Teach a person to shoot: Part 6
by B.B. Pelletier
Today, we’ll talk about triggers. Besides the sights, the trigger is the most important part of a target airgun. On a pistol, the trigger is just as important as the sights, because the proper use of the trigger promotes stability and control over the handgun.
How light should a trigger be?
Many veteran shooters like their triggers to be as light as they can be, commensurate with safety. Indeed, on world-class 10-meter target rifles, the trigger-pulls can be adjusted to mere tens of grams. But, a light trigger is not good for the beginning shooter for a number of reasons, with safety being the overriding one. By the way, the guns are called 10-meter guns because the targets we shoot are 10 meters, or just under 33 feet, distant. That distance is measured from the muzzle of the gun – both rifle and pistol.
The types of target rifles that are intended for training shooters have heavy (for competiton guns) trigger-pulls. Crosman’s Challenger 2000, for example, has a two-stage trigger that breaks at 3 lbs. Daisy’s Avanti 853, which has been around for decades, has a single-stage 6-lb. trigger! Neither one is adjustable. Both companies have learned the hard way that new shooters, and some who should know better, are not cautious about the trigger, so they make their triggers on the heavy side. This is perfect for the beginner. By the time they know exactly what they want in a trigger, the safety procedures will be deeply ingrained.
Watch each new shooter!
An instructor faces the moment of truth every time a new shooter touches a gun. The most dangerous part of the gun is the muzzle; however, at the same time, the instructor must watch how the shooter addresses the trigger. I have some friends who instinctively put their trigger fingers on the trigger of a gun every time they pick one up. These are dangerous people! If memory serves me, every one of them has had at least one shooting accident. Do not allow new shooters to get into the bad habit of touching the trigger before they’re ready to take the shot. Make them hold their trigger finger straight out alongside the triggerguard until the proper command is given to shoot.
The RIGHT (and only) way to squeeze a trigger!
There is just one way to squeeze a trigger to obtain the best accuracy. I will describe rifles first, and then pistols. First, get into your position so the rifle is fairly close to the intended target. Then take a deep cleansing breath and let it out. Next, breathe deep and let about half out. You now have five seconds or less to sight and squeeze off the shot. Align the sights and take up the first stage. This is where a single-stage trigger becomes a liability. When the second stage is reached, squeeze with increasing pressure while keeping the sights aligned with the target. If you go longer than five seconds, relax and begin again. If all you have is a single-stage trigger, pretend it is the second stage of a two-stage trigger. The reason for the five-second limit is that after that time, your muscles will start twitching and throwing you slightly off target. If you watch a champion shooter, they get the shot off in three seconds or less.

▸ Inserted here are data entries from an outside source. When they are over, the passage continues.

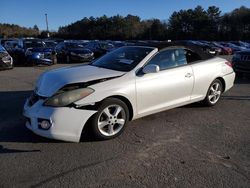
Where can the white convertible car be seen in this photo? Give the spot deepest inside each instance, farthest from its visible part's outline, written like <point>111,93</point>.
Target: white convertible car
<point>123,85</point>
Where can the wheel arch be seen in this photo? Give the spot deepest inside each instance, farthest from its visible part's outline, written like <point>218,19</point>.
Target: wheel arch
<point>127,102</point>
<point>222,82</point>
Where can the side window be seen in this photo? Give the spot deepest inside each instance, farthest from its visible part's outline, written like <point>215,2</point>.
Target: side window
<point>59,46</point>
<point>191,56</point>
<point>169,58</point>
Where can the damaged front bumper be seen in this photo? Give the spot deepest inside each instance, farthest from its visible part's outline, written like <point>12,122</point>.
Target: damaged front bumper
<point>67,123</point>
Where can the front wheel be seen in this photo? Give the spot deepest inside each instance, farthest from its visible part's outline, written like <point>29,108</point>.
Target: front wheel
<point>214,93</point>
<point>110,120</point>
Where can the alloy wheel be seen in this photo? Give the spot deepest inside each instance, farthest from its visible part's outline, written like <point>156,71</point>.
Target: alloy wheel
<point>111,120</point>
<point>214,92</point>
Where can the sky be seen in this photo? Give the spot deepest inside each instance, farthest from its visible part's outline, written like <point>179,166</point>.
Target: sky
<point>63,12</point>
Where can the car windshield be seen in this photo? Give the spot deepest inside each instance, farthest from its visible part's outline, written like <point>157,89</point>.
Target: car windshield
<point>2,49</point>
<point>50,44</point>
<point>123,59</point>
<point>34,44</point>
<point>75,45</point>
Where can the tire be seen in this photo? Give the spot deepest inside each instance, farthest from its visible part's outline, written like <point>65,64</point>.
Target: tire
<point>106,123</point>
<point>214,93</point>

The shot should come as a surprise. Keep practicing until it does. If you intentionally make the shot go off, you will move the gun, however slight, and that’s called “flinching.” At this point, you’ll also understand the necessity of an overtravel adjustment. It makes the trigger that much more precise. When you have done this a thousand times, you will get a feel for your trigger and how it has to be manipulated.
Trigger work with the pistol
First, get into your stance. Raise the pistol with your eyes closed, and the sights should be on the bullseye when you open your eyes again. If not, move your feet until they are. I like to point both toes slightly inward to put tension on my legs; it gives a more solid stance. Then, you’re ready to shoot. Rest the loaded pistol on the shooting table and take a cleansing breath. Take another breath and let half out as you raise the pistol and drop it back until the sights are aligned with the target. This starts your five seconds. Squeeze the first stage out and begin the second stage. Increase pressure until the pistol fires. If you take too long, release the trigger and start over.
After the student has fired many shots and about five times as many dry-fire shots using exactly the same technique, they will be proficient with that trigger.